Some things deserved entombment. So she’d laid Thomas Farrow to rest—and after sitting at her table a long time, the ink drying on her suspended quill, she had dipped it again, and conceived Bertram Clarke.
These past months, Clarke had written a series of letters to Johannes Koerbagh, and he would author the next missive she was planning, to one Matthew Collins, whose recen
t essay on theology and social order had troubled her. After Clarke had lived his useful life, there would perhaps be another. A small school of philosophers, all claiming to be temporary guests at this address in Richmond, their views all cohering around the same beliefs . . . their reasoned arguments floating ownerless from her window like the seeds of dandelions, journeying she knew not how far.

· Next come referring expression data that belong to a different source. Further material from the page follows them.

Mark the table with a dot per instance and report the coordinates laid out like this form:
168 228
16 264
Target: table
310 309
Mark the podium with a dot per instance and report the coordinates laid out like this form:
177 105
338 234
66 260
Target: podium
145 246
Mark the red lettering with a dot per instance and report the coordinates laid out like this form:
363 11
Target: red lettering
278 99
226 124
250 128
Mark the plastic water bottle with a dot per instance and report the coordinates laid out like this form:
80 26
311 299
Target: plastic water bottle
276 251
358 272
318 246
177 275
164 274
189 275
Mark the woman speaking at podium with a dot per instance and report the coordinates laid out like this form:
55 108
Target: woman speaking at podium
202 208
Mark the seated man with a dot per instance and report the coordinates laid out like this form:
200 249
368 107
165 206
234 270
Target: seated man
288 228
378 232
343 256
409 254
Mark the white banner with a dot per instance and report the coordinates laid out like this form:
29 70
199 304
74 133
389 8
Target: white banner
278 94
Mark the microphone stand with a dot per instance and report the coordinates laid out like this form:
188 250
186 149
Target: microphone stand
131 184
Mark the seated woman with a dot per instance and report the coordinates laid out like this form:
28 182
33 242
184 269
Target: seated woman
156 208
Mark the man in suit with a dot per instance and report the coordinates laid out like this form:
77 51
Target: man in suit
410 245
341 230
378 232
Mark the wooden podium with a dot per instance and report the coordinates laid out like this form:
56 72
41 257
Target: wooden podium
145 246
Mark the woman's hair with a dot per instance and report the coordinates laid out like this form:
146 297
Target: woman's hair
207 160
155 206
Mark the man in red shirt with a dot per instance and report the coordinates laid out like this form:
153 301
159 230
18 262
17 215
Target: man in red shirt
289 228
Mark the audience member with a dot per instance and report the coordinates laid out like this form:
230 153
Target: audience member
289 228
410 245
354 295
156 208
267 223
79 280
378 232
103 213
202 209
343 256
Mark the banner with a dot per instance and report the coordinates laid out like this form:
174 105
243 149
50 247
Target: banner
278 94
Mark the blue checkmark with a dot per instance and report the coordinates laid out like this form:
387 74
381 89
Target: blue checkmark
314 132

Alvaro had wished, of course, that she break her isolation. He’d taken her once to a London coffeehouse famed for attracting philosophes. There she’d cradled her cold tankard of bitter liquid for hours, listening to the small sparks of light generated by some speakers, and to the foolery of others. But the few women who essayed to enter the conversation pained her, for they spoke rarely, and seemed so conscious of their own figures and attire that they arrayed themselves artfully in their seats as they spoke, mingling coquetry with hurried bursts of talk—and she saw, for all this, that they were not heeded as the men were, and that their ideas ventured only into the terrain of women’s concerns, and even there were diffident. Nonetheless she rose twice, leaving Alvaro dozing gently against the wall, to attempt speech with these other women. Yet she was not dressed in fashion as they were, and they seemed to think her strange. She could not fault them; had a creature ever approached her in such hunger as she approached them, she too might have balked. Finally, leaning forward in her seat and straining to be heard above the men’s joustings, she herself essayed to enter her voice into a debate about the ideal political order—but when she’d finished her short speech, her lingering Yet is that not the sum and purpose of man? was answered with a gaping silence, and then a few uneasy laughs.